- The paper presents VEAttack, a novel attack strategy that perturbs image tokens using cosine similarity to compromise LVLM vision encoders.
- It achieves remarkable performance drops, with a 94.5% decrease in image captioning and 75.7% in visual question answering, demonstrating cross-task generalization.
- The method minimizes computational costs by exclusively targeting vision encoders, offering scalable insights into LVLM vulnerabilities.
VEAttack: Downstream-agnostic Vision Encoder Attack against Large Vision LLMs
The paper "VEAttack: Downstream-agnostic Vision Encoder Attack against Large Vision LLMs" (2505.17440) explores a novel approach to compromising the integrity of Large Vision-LLMs (LVLMs) through targeted attacks on their vision encoders. LVLMs, which integrate vision encoders with LLMs, are vulnerable to adversarial perturbations, particularly from the vision inputs that propagate errors into multimodal outputs. VEAttack strategically attacks the vision encoder, minimizing computational overhead, and demonstrating generalization across diverse tasks such as image captioning and visual question answering.
Attack Overview
VEAttack addresses the limitations of traditional white-box attacks, which often rely on full-model access and are task-specific. These attacks require significant gradient computations, making them computationally expensive, particularly in LVLMs designed for multiple downstream tasks. By solely targeting the vision encoder and optimizing perturbations through cosine similarity between clean and perturbed visual features, VEAttack presents a significant reduction in dependency on task-specific data and computational costs, achieving enhanced attack effectiveness across diverse LVLM applications.
Figure 1: The illustration of different attack paradigms where the white modules are accessible to the attacker, while the dark gray modules are inaccessible during the attack.
Methodology
The central innovation of VEAttack is its focus on perturbing image tokens rather than class tokens. Given that LVLMs utilize image token features during inference, this strategy ensures broader and more effective perturbations. The attack objective is redefined from full access on LVLMs to a vision encoder-centric approach, leveraging the shared representations of vision encoders across tasks to improve generalization. By minimizing the cosine similarity of encoded clean and perturbed images, VEAttack robustly affects downstream tasks without specific task dependencies.
Figure 2: The illustration of the overall framework of VEAttack, where it solely attacks the vision encoder of LVLMs within a downstream-agnostic context.
Experimental Results
Empirical evaluations reveal the effectiveness of VEAttack across several benchmark datasets.

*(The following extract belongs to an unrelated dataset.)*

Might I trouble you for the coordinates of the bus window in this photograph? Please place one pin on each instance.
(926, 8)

It achieves extreme performance degradation on image captioning tasks by 94.5% and on visual question answering by 75.7%. Moreover, VEAttack demonstrates strong transferability across tasks, aligning with Proposition 1's theoretical expectations regarding lower-bound perturbation impacts on aligned features.

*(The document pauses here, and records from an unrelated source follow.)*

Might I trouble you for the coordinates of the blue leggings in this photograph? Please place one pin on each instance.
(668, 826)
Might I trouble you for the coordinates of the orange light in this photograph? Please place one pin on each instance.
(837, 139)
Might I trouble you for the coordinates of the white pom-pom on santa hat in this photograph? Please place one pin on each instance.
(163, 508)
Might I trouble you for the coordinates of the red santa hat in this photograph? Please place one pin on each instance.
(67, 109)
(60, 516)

Figure 3: Quantitative results on image captioning of clean samples, traditional white-box APGD attack, and VEAttack on LLaVa1.5-7B.
Observations
VEAttack reveals several key insights into LVLM vulnerabilities:
- Hidden Layer Variation: Attacking the vision encoder induces notable deviations in the LLM's hidden layers, affecting downstream output.
- Token Attention Differential: There is a significant differential in how LVLMs pay attention to image versus instruction tokens across tasks, impacting vulnerability.

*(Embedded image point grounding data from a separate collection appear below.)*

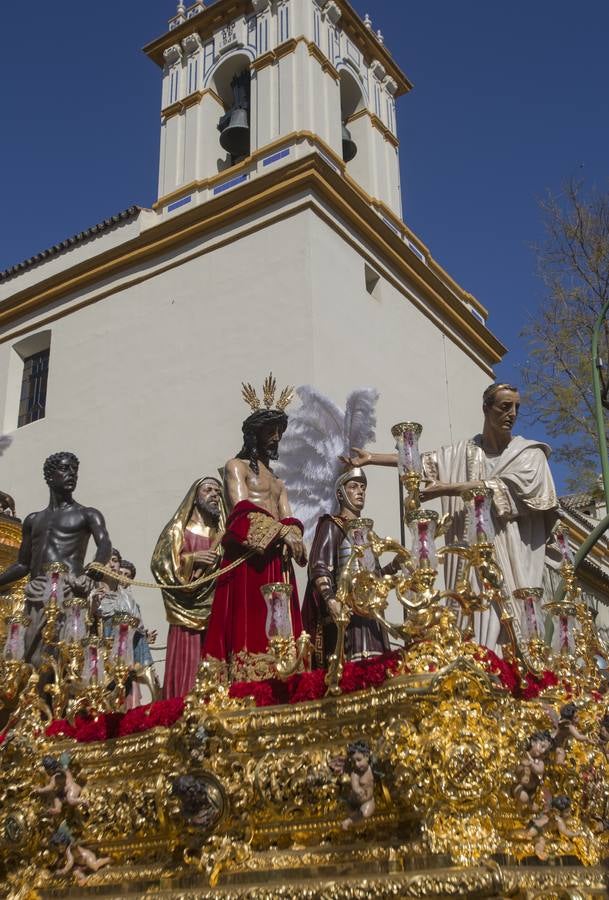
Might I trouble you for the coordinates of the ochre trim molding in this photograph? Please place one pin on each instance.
(309, 173)
(191, 100)
(290, 46)
(277, 144)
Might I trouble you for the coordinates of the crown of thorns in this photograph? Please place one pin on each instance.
(269, 390)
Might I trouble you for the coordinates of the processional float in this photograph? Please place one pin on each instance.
(438, 770)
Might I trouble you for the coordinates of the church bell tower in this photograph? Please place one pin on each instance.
(253, 84)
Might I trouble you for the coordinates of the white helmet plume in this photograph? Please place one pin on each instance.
(318, 433)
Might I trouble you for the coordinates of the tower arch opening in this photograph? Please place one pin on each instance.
(351, 103)
(231, 82)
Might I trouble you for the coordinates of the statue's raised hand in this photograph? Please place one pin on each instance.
(357, 458)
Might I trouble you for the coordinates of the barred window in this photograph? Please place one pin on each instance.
(34, 387)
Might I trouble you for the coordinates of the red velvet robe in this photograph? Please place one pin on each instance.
(184, 645)
(236, 631)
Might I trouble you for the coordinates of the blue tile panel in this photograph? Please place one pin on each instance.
(229, 184)
(268, 160)
(177, 203)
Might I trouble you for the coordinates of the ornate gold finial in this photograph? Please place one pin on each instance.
(250, 396)
(269, 389)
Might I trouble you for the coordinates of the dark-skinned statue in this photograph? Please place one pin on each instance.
(53, 547)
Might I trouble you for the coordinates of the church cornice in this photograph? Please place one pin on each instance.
(207, 22)
(310, 173)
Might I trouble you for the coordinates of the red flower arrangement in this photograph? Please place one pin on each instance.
(307, 686)
(523, 689)
(87, 729)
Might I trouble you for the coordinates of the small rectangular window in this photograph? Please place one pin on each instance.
(33, 399)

- Möbius Band Phenomenon: Strengthening the robustness of vision encoders can inadvertently enhance the adversarial sample transferability, suggesting an intertwined pathway of robustness and vulnerability.
- Low Sensitivity to Attack Steps: Demonstrates efficiency as reducing the number of attack iterations does not significantly impact VEAttack's effectiveness.
Figure 4: Illustration of attention maps across different layers of the LLM for two tasks.
Conclusion
VEAttack offers a computationally efficient and highly effective adversarial attack strategy against LVLMs by targeting vision encoders in a downstream-agnostic manner. This method not only highlights the vulnerabilities of LVLMs to adversarial inputs but also proposes a scalable attack mechanism, reducing traditional computation overheads by an order of magnitude. Future work can focus on developing countermeasures to improve the robustness of LVLMs against such attacks, potentially by reinforcing vision encoder resistance without sacrificing system performance.